Open your favourite text editor, copy the following lines:

AuthUserFile /dev/null
AuthGroupFile /dev/null
AuthName “Access Control”
AuthType Basic
<LIMIT GET>
order deny,allow
deny from all
# whitelist this IP address
allow from xxx.xxx.xxx.xxx
</LIMIT>

Replace xxx.xxx.xxx.xxx with your actual IP address. If you want to whitelist more IPs, e.g. maybe the IP of your work computer, etc, add another line of “allow from xxx.xxx.xxx.xxx”. Save the filename as “.htaccess”, without those “.

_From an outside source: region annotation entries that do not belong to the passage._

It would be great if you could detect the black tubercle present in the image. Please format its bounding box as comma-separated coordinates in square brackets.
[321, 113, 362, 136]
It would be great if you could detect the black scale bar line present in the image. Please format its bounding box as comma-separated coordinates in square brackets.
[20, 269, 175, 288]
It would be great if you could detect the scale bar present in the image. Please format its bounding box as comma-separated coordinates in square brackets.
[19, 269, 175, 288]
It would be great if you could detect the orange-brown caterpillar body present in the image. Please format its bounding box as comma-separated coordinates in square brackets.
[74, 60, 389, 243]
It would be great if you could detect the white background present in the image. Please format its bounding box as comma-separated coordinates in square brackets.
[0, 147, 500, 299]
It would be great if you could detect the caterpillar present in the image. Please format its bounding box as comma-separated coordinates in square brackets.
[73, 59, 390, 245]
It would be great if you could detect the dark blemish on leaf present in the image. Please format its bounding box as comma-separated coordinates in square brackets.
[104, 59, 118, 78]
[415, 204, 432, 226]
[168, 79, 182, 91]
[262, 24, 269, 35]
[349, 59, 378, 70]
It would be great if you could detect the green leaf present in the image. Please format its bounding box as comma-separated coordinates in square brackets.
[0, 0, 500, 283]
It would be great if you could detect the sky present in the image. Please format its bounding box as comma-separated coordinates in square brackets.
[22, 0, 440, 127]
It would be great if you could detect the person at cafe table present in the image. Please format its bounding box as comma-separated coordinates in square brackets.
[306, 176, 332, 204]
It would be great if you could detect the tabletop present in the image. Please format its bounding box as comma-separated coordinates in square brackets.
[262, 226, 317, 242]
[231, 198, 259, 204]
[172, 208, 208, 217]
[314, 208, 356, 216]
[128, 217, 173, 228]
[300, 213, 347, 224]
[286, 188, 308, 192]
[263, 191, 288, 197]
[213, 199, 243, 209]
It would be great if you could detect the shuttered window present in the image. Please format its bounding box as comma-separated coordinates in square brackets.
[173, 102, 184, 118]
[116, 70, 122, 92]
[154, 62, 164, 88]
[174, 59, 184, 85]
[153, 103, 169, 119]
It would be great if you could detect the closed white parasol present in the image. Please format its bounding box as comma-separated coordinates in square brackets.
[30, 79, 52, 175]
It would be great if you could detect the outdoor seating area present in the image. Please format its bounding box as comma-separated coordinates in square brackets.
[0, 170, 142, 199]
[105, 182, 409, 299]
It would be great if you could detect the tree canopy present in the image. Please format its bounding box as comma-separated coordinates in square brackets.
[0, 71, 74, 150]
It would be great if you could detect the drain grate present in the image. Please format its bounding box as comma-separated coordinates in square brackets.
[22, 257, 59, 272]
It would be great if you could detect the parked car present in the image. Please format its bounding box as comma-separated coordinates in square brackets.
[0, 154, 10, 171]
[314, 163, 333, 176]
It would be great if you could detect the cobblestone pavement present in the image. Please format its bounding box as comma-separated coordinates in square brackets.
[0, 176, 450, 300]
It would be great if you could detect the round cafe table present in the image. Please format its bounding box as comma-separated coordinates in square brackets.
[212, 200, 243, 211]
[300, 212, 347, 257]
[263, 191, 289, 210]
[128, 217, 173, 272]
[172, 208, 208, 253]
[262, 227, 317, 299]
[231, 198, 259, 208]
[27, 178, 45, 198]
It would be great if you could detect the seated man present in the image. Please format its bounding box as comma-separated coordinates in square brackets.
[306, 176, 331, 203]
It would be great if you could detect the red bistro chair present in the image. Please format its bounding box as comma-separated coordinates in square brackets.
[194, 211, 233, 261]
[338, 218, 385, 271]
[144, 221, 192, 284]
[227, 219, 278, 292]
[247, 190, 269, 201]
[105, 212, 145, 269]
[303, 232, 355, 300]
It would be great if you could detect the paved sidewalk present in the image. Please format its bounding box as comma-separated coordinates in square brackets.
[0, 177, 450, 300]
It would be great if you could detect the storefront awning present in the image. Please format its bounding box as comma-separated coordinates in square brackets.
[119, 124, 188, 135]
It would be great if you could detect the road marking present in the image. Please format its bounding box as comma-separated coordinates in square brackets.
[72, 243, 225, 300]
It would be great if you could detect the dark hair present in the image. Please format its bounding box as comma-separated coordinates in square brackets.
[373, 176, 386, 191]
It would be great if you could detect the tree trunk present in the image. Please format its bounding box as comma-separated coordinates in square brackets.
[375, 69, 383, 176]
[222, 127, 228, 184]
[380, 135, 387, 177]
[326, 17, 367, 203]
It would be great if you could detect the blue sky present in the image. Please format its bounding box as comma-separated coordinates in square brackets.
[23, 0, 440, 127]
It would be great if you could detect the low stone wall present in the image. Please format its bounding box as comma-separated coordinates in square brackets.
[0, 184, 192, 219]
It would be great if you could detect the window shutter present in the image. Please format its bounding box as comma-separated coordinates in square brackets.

Upload the file to your wp-admin folder. Do not upload this file to your root folder, or you will overwrite WordPress’s own .htaccess file. Make sure you upload the above file to the wp-admin directory, by default, there isn’t any .htaccess there.

Try to use an online proxy to access your blog wp-admin page, you should see the “page not found” page. On the other hand, without using any proxy, when you access the page yourdomainname/wp-admin, you should see the regular admin logon page, now you can tell that works.